In 2016, we initiated targeted compliance reviews for 89 listed medicines with blood glucose and/or cholesterol biomarker* indications. All medicines reviewed were found to have indications for which sponsors did not hold supportive evidence. Sponsors were required to amend their product listing on the ARTG to remove any unsupported claims or cancel their product from the ARTG.
*Biomarkers are molecules in your body that can be measured to monitor a physiological process or monitor a condition or disease. Blood glucose is an example of a biomarker for diabetes, where higher levels may indicate the onset or progress of the disease.
Background
What led to this review?
In 2016, we analysed data from our compliance reviews of listed medicines conducted in 2015. Of those indications which we found to be unsupported by the evidence provided to us by sponsors, the highest proportion was for indications relating to the:
- management;
- control;
- maintenance; and/or
- balance
of normal, healthy or improved blood glucose and cholesterol levels (ratio and/or range) - so-called 'biomarker indications'.
What did we do?
We identified 89 listed medicines with blood glucose and/or cholesterol biomarker indications for targeted review based on a high likelihood of the claims not being supported by evidence held by the sponsor. We asked sponsors of these medicines to send us the evidence they held in order to review the indications, labels and advertising claims for these products.
Findings
What did we find?
The sponsors of 87 medicines (98%) responded to our request for information:
- 11 advised that they had reassessed their evidence and removed unsupported indications from the ARTG and advertising materials for their medicines.
- 18 requested cancellation of their medicine from the ARTG.
- The remaining 58 (65%) provided us with evidence, which we reviewed.
We cancelled 2 medicines selected for review from the ARTG due to non-response to our request for information.
The evidence for all 58 (65%) medicines we reviewed was found to be deficient in supporting the blood glucose and/or cholesterol biomarker indications suitable for listed medicines.

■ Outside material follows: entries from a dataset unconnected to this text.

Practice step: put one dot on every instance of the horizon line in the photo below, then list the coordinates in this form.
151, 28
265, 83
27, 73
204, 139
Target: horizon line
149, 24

No issues were identified that represented a concern for the safety of consumers and no recall of products was warranted.
What was the outcome?
Of the 58 medicines we found to be deficient in meeting the requirements for listing on the ARTG:
- The sponsors of 46 medicines (79%) agreed to rectify the compliance deficiencies by removing the unsupported indications from the ARTG and advertising materials. These medicines remained on the ARTG. Any without deficiencies corrected by the due date will be considered non-compliant and we will move to cancel them from the ARTG.
- 12 medicines (21%) were cancelled from the ARTG by the sponsor during the review process.
What did the TGA do?
Since March 2018, indications available for use for listed medicines are now contained in a 'list of permitted indications' which is contained in the Therapeutic Goods (Permissible Indications) Determination. The list of permitted indications is maintained by the TGA and provides a comprehensive list of low risk indications currently accepted for listed medicines, provided appropriate evidence is held by the medicine sponsor. There is no longer a 'free-text field' for sponsors to enter their medicine indications when they apply to list their medicine in the ARTG.
Introducing the list of permitted indications provides transparency on what indications are suitable for listed medicines to help prevent sponsor non-compliance and provides greater protection for consumers from misleading and inappropriate claims. Indications referring to maintenance, management or control of biomarker levels, ratios and ranges are not included in the permitted indications list. Some lower level biomarker indications have been included where they meet the eligibility criteria for low risk indications, including that they do not imply serious diseases or those that cannot be self-diagnosed or self-managed.
We are also currently in the process of implementing several other enhancements to our post-market compliance monitoring program to address non-compliance in response to the recommendations from the Expert Review of Medicines and Medical Devices Regulation (MMDR). As consulted upon in our paper Business processes to support complementary medicines assessment pathways, these enhancements include improved transparency over the outcomes of reviews through publication on our website, greater targeting of sponsors found to have non-compliant products on the ARTG, and new online training modules for sponsors.
Information for sponsors
Sponsors of medicines who did not hold adequate evidence to support biomarker indications suitable for listed medicines were required to update the labels, advertising material and ARTG entry for their medicines to bring them into compliance. We are monitoring these medicines to ensure that sponsors make the required changes to indications to achieve compliance. If these changes are not implemented, the medicine will be considered as non-compliant and we will move to cancel the medicine from the ARTG.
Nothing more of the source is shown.